Cocorico ! Dans le secteur des objets spécialisés en dentaire, les Français assurent ! Trois Frenchies ont créé le buzz en janvier dernier avec Kolibree, la brosse à dent connectée. À l’occasion du salon de l’innovation technologique en électronique grand public de Las Vegas, Kolibree a fait sensation. Le Wall Street Journal et Wired, le magazine américain de référence dans les nouvelles techno, ont même fait l’éloge de cette innovation Made in France.

 

Le brossage en 3D

 

Kolibree, derrière ce joli nom d’oiseau se cache une brosse à dent sonique bourrée de capteurs (gyroscope-accéléromètre-magnétomètre) qui analysent le mouvement du brossage en trois dimensions. « L’outil, comme l’explique son co-fondateur Loïc Cessot, enregistre toutes les informations relatives au brossage et les transmet en bluetooth sur l’interface web d’une application disponible sur tablette ou smartphone ». Objet multi-utilisateurs, Kolibree offre en outre une expérience familiale en permettant aux parents de suivre le brossage des enfants avec une dimension professionnelle puisque les données peuvent être facilement partagées avec un chirurgien-dentiste.

 

Très intéressé par le concept et le volet prévention du produit, l’UFSBD a souhaité nouer un partenariat avec la start-up de Neuilly- sur-Seine afin de lui apporter conseil et accompagnement médical, comme le confie Julien Laupie, vice-président de l’UFSBD. Bêta-testeur avant la commercialisation du produit, Julien Laupie a pu « jouer » avec la brosse à dents et découvrir toutes ses potentialités. « La promotion de l’hygiène bucco-dentaire et la prévention guident l’action de l’UFSBD et, avec cette nouvelle brosse à dents, nous avons enfin un véritable produit qui accompagne, motive et éduque à l’hygiène dentaire, en particulier les enfants. C’est là que réside la valeur ajoutée de cet outil. Sans s’en rendre compte, il accompagne l’utilisateur dans sa pratique de manière ludo-éducative. Ça fonctionne parfaitement chez les enfants et c’est également très bien conçu pour les adultes avec une représentation graphique de la qualité de votre brossage.
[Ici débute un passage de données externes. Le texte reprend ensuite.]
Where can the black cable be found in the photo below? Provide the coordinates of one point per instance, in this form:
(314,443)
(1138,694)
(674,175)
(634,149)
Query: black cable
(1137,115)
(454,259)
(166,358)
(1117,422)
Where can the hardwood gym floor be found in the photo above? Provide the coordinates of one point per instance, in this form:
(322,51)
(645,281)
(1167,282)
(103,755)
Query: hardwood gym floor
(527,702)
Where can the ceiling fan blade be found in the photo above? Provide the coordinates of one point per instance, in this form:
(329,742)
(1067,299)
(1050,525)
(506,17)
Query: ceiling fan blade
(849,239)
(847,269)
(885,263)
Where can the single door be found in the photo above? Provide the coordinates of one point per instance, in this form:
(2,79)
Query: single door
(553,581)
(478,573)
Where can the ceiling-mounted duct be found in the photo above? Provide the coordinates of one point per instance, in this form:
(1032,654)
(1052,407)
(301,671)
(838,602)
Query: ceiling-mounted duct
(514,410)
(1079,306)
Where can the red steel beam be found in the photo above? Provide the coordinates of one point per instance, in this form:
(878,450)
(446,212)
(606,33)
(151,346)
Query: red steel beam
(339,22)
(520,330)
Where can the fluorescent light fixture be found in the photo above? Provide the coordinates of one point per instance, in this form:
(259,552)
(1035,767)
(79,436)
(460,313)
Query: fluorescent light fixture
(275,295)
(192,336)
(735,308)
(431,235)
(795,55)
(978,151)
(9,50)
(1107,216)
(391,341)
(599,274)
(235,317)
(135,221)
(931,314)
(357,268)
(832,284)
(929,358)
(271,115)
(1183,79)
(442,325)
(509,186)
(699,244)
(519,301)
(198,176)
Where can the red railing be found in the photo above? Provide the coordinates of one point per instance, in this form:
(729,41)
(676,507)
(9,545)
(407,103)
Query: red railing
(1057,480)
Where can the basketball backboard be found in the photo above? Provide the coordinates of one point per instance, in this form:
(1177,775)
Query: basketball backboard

Pour la première fois, conclut le vice-président de l’UFSBD, avec ce type d’outil nous allons, nous, praticiens, disposer de « datas » à grande échelle, sans commune mesure avec les résultats des tests menés sur panel et commandités par les cabinets d’études. » Et ces statistiques, il n’y a pas que Kolibree qui aspire à les détenir. Avec un marché français de l’hygiène bucco-dentaire qui représentait 1,2 milliard d’euros de chiffre d’affaires en 2012, le mastodonte du secteur, Procteur & Gamble, et sa filiale Oral-B, leader mondial de la brosse à dents électrique, n’ont pas attendu longtemps pour sortir leur produit. Au cours de l’été, Oral-B réplique en sortant la White Pro 7000. Aux États-Unis, un autre acteur, Beam Technologies, s’est également mis sur les rangs avec la Beam Brush. Preuve s’il en est que le marché de la brosse à dents connectée offre de belles perspectives de business...

 

75 milliards d’objets connectés à l’horizon 2020 !

 

La brosse à dents connectée n’est qu’une goutte d’eau au regard de la vague d’objets connectés qui déferlent. Le chiffre de 75 milliards d’objets communicants provient d’un rapport datant de 2013, émis par le très sérieux cabinet d’étude Morgan Stanley. Nous sommes seulement en 2014 et on risque déjà la submersion ! T-shirt, stylo, casque de moto, bijou anti-agres-sion, raquette de tennis, réfrigérateur, capteur d’hydratation, porte-clefs, fourchette, moniteur de détection du sommeil de bébé, bague pour éviter de dormir au volant, etc. L’imagination des designers et des développeurs semble sans limites... À tel point que la question éthique émerge vite : jusqu’à quand connecterons-nous des objets avant de... nous connecter nous-mêmes ? Le scénario peut prêter à sourire mais certains, dans leur laboratoire, y réfléchissent très sérieusement.

 

À ce titre, il est un produit qui fait beaucoup de bruit. Vous n’en avez probablement jamais vu (moi non plus d’ailleurs) et pourtant, elles incarnent probablement cette phase de transition. Ce sont les Google Glass. Disponibles à l’achat aux États-Unis et à Londres depuis cette année, elles ont déjà été utilisées par certains praticiens outre Atlantique lors d’interventions. Seul hic, la pauvreté des applications disponibles en dentaire. Il n’en existe qu’une seule pour l’heure : « Avinent glass » et elle est uniquement destinée aux implantologistes.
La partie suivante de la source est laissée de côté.